RBC Direct Investing recently became the first bank-owned brokerage to allow Canadians to hold US dollars in registered accounts, such as RRSPs and Tax-Free Savings accounts (TFSAs).

This is a welcome move, and we hope the other banks will follow suit. (Questrade and Qtrade have allowed US dollars in RRSPs for some time.) The cost of converting loonies to greenbacks in an investment account is significant — indeed, it’s the main reason why Canadians are often reluctant to use low-fee ETFs from US providers.

But holding US dollars in a registered account also raises a number of practical questions. A reader, Graham R., emailed to ask how US-dollar transfers to RRSPs are treated with respect to contribution limits. For example, let’s say he moves $10,000 US into his retirement account today. Early in 2011, before tax time, the brokerage will send Graham a tax slip indicating the amount of his RRSP contributions. Will this amount be indicated in US or Canadian dollars?

I spoke to Michael MacDonald, head of business strategy at RBC Direct Investing, who clarified how this works. When you deposit US dollars into a registered account, the brokerage records the contribution in the equivalent amount of Canadian dollars. (They use the exchange rate set at the end of the previous day.) For example, if the US dollar is currently valued at $1.05 Canadian, then a $10,000 US deposit would count as an RRSP contribution of $10,500 CAD.
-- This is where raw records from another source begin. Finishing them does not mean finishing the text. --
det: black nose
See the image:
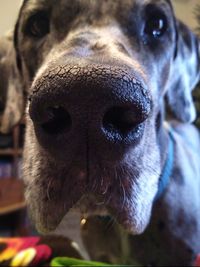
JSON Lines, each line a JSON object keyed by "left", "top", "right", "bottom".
{"left": 40, "top": 106, "right": 72, "bottom": 135}
{"left": 29, "top": 65, "right": 151, "bottom": 159}
{"left": 103, "top": 106, "right": 142, "bottom": 136}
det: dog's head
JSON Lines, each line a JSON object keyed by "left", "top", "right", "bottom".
{"left": 7, "top": 0, "right": 200, "bottom": 234}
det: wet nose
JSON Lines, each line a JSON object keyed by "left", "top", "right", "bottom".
{"left": 29, "top": 65, "right": 151, "bottom": 157}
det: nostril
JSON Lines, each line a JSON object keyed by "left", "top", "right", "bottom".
{"left": 41, "top": 106, "right": 72, "bottom": 135}
{"left": 103, "top": 107, "right": 139, "bottom": 136}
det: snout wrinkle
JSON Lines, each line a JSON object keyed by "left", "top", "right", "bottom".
{"left": 29, "top": 63, "right": 152, "bottom": 124}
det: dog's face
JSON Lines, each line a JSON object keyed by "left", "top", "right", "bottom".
{"left": 11, "top": 0, "right": 199, "bottom": 233}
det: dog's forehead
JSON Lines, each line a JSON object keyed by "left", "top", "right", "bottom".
{"left": 20, "top": 0, "right": 171, "bottom": 15}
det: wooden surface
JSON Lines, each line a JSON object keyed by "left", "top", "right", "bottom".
{"left": 0, "top": 202, "right": 26, "bottom": 215}
{"left": 0, "top": 148, "right": 23, "bottom": 156}
{"left": 0, "top": 122, "right": 27, "bottom": 235}
{"left": 0, "top": 178, "right": 25, "bottom": 215}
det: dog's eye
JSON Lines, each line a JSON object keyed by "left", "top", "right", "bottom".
{"left": 144, "top": 13, "right": 168, "bottom": 38}
{"left": 26, "top": 12, "right": 50, "bottom": 38}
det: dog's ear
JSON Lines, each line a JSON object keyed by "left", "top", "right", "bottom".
{"left": 166, "top": 20, "right": 200, "bottom": 123}
{"left": 0, "top": 34, "right": 24, "bottom": 133}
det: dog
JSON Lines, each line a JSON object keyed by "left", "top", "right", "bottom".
{"left": 0, "top": 0, "right": 200, "bottom": 265}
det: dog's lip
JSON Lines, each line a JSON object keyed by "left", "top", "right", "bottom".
{"left": 108, "top": 207, "right": 145, "bottom": 234}
{"left": 34, "top": 176, "right": 149, "bottom": 235}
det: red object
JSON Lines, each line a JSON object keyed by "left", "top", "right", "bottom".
{"left": 194, "top": 254, "right": 200, "bottom": 267}
{"left": 32, "top": 244, "right": 52, "bottom": 265}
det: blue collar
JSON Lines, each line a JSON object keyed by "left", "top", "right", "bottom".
{"left": 154, "top": 126, "right": 174, "bottom": 201}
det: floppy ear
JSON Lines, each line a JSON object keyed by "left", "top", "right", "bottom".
{"left": 166, "top": 21, "right": 200, "bottom": 123}
{"left": 0, "top": 33, "right": 24, "bottom": 133}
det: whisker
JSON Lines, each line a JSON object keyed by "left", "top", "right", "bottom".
{"left": 46, "top": 177, "right": 53, "bottom": 201}
{"left": 121, "top": 183, "right": 126, "bottom": 210}
{"left": 91, "top": 178, "right": 98, "bottom": 192}
{"left": 95, "top": 199, "right": 106, "bottom": 206}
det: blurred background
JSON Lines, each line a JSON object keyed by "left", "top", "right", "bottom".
{"left": 0, "top": 0, "right": 21, "bottom": 36}
{"left": 0, "top": 0, "right": 199, "bottom": 36}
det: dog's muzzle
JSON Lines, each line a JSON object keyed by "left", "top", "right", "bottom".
{"left": 27, "top": 62, "right": 153, "bottom": 233}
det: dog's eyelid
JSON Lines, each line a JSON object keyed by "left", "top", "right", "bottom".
{"left": 144, "top": 4, "right": 169, "bottom": 24}
{"left": 23, "top": 8, "right": 49, "bottom": 22}
{"left": 23, "top": 9, "right": 50, "bottom": 38}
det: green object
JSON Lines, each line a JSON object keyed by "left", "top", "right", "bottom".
{"left": 50, "top": 257, "right": 111, "bottom": 266}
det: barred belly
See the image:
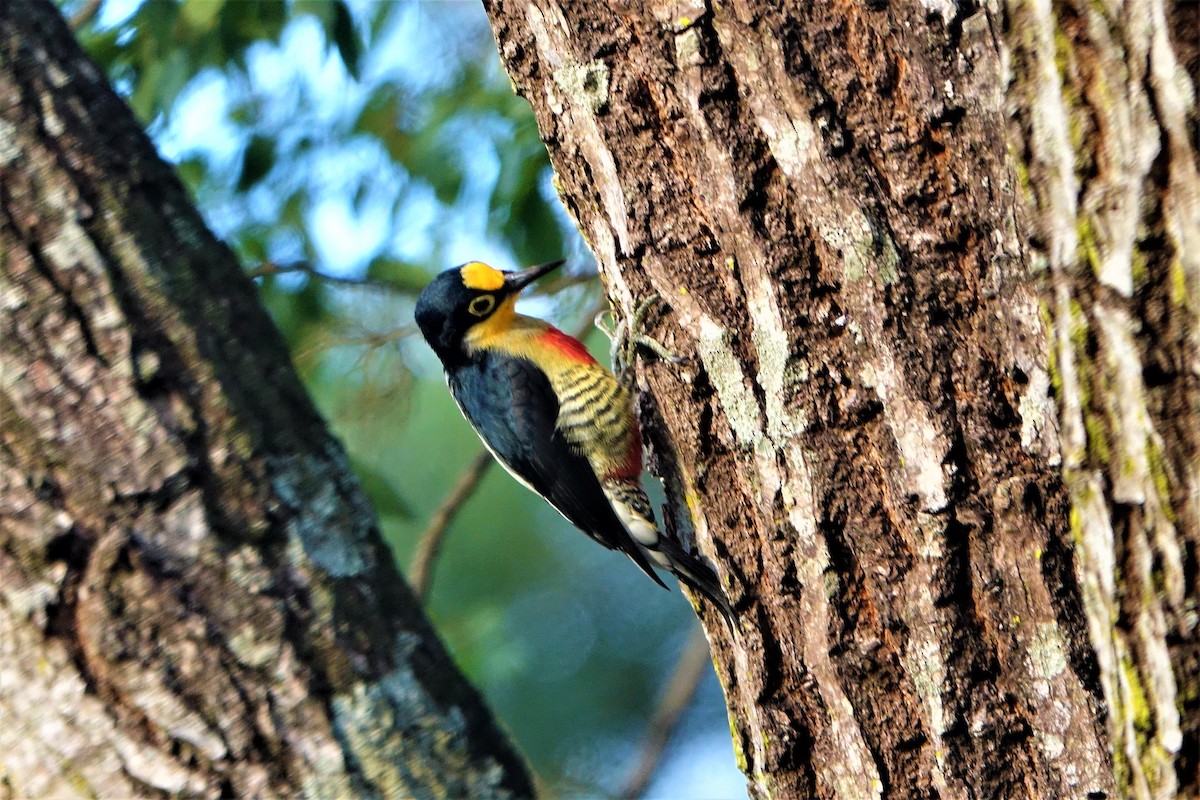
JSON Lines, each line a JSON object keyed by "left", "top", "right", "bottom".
{"left": 549, "top": 363, "right": 637, "bottom": 476}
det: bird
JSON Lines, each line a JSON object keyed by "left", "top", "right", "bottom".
{"left": 414, "top": 259, "right": 735, "bottom": 628}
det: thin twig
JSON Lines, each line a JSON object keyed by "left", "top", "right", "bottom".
{"left": 292, "top": 324, "right": 416, "bottom": 371}
{"left": 248, "top": 260, "right": 599, "bottom": 297}
{"left": 532, "top": 269, "right": 600, "bottom": 296}
{"left": 408, "top": 450, "right": 494, "bottom": 602}
{"left": 69, "top": 0, "right": 103, "bottom": 30}
{"left": 247, "top": 260, "right": 409, "bottom": 292}
{"left": 618, "top": 628, "right": 714, "bottom": 800}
Watch out for overcontributions

Graham was concerned that confusion about these rules might cause investors to accidentally overcontribute to their RRSPs and incur a penalty. That risk seems small today with the US and Canadian dollars so close to par, but we’d be foolish to presume that our dollar is going to remain this strong forever. (Let’s not forget it was worth $0.77 US as recently as the spring of 2009.)

The good news is the CRA gives you a little breathing room: you’re allowed to exceed your RRSP contribution limit by $2,000 without penalty. (After that, overcontributions are taxed at 1% a month.) Note, however, that you can’t claim excess contributions on your tax return. If Graham’s RRSP limit this year is $10,000 and he makes a US-dollar contribution valued at $10,500 CAD, he won’t get penalized, but he can only claim a $10,000 income deduction.

As 70,000 investors learned last year, it can be just as costly to overcontribute to a Tax-Free Savings Account. The annual limits are low ($5,000, plus any amount carried over from previous years), and every excess dollar is taxed at 1% per month. If an unwitting investor transfers $5,000 US into her TFSA when the loonie is worth US$0.85, the overcontribution penalty would be more than $100.

Before you make the switch

Some other notes for investors who considering taking advantage of dual-currency accounts at RBC Direct Investing:

  • The option is available for the whole range of retirement accounts, such as Registered Retirement Income Funds (RRIFs) and Locked-In Retirement Accounts (LIRAs). The one important exception is Registered Education Savings Plans (RESPs), which cannot hold US dollars.
  • To move US dollars in and out of your RBC Direct Investing account, you’ll need to open a US-dollar bank account with RBC. You can’t use a US-dollar account from another bank.
  • No US-dollar bank account? You might consider using Norbert’s gambit, a way of sidestepping currency conversion fees in an investment account. Let’s say you want to buy $10,000 worth of a Vanguard ETF. You could deposit this sum in Canadian dollars, convert it using the gambit, then buy the ETF in US dollars. (This technique can be complicated, so read up on it first and employ it at your own risk.) This would also eliminate any confusion about RRSP or TFSA contribution limits, since the initial deposit would be in Canadian dollars.
  • US-listed ETFs are not eligible for dividend reinvestment plans through RBC — only individual stocks in the S&P 500 are eligible. But there’s still a benefit for investors who use US-listed funds: with a dual-currency account, you can receive dividends in US dollars and there’s no forced currency conversion. RRSP clients of all the other bank brokerages currently get dinged by foreign exchange fees of about 1.5% every time their ETFs pay a distribution.

The information in this post should not be construed as tax advice. Consult an accountant or other qualified advisor if you are unclear about any tax implications of using US dollars in a registered account.